Can someone estemate it's value. It belongs to a friend of mine,and he got it from his dad.I am trying to get it away from him because he does'nt shoot and is just holding it. I hate to see a good gun like that go to waste. I had to show him where the safety was and what the magazine release was for. OH WOE IS ME..........


----------



## VAMarine (Dec 25, 2008)

dexcop said:


> I have a 1911 made in 1952. It has seen combatin Korea and others. It has a proof mark like a G with a JMin the middle of the G. It is in good condition for it's age.
> Can someone estemate it's value. It belongs to a friend of mine,and he got it from his dad.I am trying to get it away from him because he does'nt shoot and is just holding it. I hate to see a good gun like that go to waste. I had to show him where the safety was and what the magazine release was for. OH WOE IS ME..........

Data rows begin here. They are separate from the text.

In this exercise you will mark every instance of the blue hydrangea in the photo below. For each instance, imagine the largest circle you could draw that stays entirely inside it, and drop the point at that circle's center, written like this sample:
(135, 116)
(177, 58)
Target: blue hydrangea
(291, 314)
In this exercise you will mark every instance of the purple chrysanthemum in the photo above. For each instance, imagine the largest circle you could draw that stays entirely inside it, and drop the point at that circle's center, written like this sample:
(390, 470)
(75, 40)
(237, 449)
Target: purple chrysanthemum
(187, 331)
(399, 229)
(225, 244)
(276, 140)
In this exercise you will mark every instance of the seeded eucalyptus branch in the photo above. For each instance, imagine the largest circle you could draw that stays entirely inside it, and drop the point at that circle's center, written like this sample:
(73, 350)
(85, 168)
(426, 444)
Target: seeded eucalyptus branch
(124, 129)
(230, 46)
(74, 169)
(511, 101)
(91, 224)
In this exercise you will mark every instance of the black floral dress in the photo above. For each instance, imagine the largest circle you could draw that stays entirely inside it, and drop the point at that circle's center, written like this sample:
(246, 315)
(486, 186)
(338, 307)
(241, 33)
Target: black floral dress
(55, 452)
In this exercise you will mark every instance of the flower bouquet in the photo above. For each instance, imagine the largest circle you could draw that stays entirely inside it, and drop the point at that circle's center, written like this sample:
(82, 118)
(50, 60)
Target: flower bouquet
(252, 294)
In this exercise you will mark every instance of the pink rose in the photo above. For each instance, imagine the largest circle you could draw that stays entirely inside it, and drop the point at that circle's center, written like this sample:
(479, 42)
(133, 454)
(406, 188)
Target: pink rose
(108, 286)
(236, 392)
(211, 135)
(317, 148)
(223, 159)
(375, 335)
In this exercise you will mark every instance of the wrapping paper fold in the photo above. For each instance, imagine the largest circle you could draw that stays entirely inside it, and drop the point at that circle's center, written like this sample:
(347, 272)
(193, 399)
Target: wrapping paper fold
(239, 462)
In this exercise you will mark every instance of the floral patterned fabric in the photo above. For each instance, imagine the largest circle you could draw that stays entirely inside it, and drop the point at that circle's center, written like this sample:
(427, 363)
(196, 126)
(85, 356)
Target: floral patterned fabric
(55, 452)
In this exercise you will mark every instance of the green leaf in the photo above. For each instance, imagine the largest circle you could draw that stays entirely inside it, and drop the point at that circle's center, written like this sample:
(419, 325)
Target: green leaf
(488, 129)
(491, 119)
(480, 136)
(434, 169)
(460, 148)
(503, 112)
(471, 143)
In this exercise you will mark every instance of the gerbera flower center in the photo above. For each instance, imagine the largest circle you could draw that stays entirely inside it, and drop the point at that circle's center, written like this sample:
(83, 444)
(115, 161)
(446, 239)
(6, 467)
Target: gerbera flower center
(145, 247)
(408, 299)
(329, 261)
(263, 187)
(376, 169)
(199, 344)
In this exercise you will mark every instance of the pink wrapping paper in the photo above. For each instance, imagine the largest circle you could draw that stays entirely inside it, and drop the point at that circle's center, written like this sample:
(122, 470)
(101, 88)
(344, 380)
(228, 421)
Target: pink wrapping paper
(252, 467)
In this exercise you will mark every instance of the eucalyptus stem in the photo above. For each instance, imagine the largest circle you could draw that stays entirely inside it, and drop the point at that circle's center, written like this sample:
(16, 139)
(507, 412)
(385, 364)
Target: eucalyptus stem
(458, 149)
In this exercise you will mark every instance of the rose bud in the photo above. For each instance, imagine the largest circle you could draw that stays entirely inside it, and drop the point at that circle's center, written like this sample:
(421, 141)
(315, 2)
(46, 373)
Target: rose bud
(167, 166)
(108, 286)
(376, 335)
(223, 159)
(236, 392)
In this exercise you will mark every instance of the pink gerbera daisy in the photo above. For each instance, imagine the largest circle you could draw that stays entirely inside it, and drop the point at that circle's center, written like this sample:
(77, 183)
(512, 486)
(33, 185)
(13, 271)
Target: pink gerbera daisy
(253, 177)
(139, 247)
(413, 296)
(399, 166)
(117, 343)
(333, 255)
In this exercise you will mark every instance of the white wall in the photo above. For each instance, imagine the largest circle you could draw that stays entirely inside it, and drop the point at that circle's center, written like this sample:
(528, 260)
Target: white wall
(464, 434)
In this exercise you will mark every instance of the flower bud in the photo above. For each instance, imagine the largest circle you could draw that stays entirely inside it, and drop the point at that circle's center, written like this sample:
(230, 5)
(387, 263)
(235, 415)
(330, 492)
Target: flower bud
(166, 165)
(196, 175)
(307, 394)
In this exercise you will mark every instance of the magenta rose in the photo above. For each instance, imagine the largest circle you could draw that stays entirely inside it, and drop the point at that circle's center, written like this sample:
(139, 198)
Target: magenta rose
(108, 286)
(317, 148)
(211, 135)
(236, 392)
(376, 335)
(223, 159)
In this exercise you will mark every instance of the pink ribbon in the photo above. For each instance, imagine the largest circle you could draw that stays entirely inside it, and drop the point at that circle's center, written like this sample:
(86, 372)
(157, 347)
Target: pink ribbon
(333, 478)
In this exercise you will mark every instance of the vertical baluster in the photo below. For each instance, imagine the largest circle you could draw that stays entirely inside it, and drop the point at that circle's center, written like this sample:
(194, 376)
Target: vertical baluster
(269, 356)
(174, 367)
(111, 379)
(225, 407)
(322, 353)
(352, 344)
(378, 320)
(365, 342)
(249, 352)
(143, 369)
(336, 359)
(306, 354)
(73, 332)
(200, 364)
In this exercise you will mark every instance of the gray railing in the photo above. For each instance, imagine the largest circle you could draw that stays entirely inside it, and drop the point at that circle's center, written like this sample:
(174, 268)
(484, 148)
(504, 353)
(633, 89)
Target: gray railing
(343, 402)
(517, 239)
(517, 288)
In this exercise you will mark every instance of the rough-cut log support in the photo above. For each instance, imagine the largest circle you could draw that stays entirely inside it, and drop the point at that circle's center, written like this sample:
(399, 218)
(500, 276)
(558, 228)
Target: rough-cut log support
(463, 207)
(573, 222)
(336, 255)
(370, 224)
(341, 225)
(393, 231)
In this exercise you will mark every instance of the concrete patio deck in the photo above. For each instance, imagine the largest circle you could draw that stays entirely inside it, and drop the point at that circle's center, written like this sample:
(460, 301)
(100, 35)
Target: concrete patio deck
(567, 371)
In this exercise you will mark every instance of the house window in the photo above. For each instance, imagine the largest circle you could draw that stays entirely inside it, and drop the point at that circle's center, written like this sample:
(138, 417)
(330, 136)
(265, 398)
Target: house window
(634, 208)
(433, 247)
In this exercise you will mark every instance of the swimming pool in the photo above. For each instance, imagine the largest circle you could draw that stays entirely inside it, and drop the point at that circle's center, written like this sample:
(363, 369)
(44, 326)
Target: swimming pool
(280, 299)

Well...no 1911s after 1945 we sold as the general rank and file side-arms of US Forces, so it's not a Government Issue pistol. So what you have is an older Civilian model, most of the value is going to depend on condition, if it's in good shape anywhere from $800 - $1500 would be a fair price. Get pictures of it if you can and post them up.


----------



## dexcop (Feb 4, 2011)

VAMarine said:


> Well...no 1911s after 1945 we sold as the general rank and file side-arms of US Forces, so it's not a Government Issue pistol. So what you have is an older Civilian model, most of the value is going to depend on condition, if it's in good shape anywhere from $800 - $1500 would be a fair price. Get pictures of it if you can and post them up.


 US governmant is stamped on one side and it is a colt.


----------



## VAMarine (Dec 25, 2008)

dexcop said:


> The gun has Property U.S. government stamped on the side'and it is a colt.


Then you might have goofed on the serial number when looking it up, take you pick. Sorry but my above statement stands, what's what's the serial? You can PM it to me if you want.


----------



## tony pasley (May 6, 2006)

It could be a mixed part gun older slide on newer frame. Slide maybe a issued slide and put on a civilian frame and who knows what other parts.


----------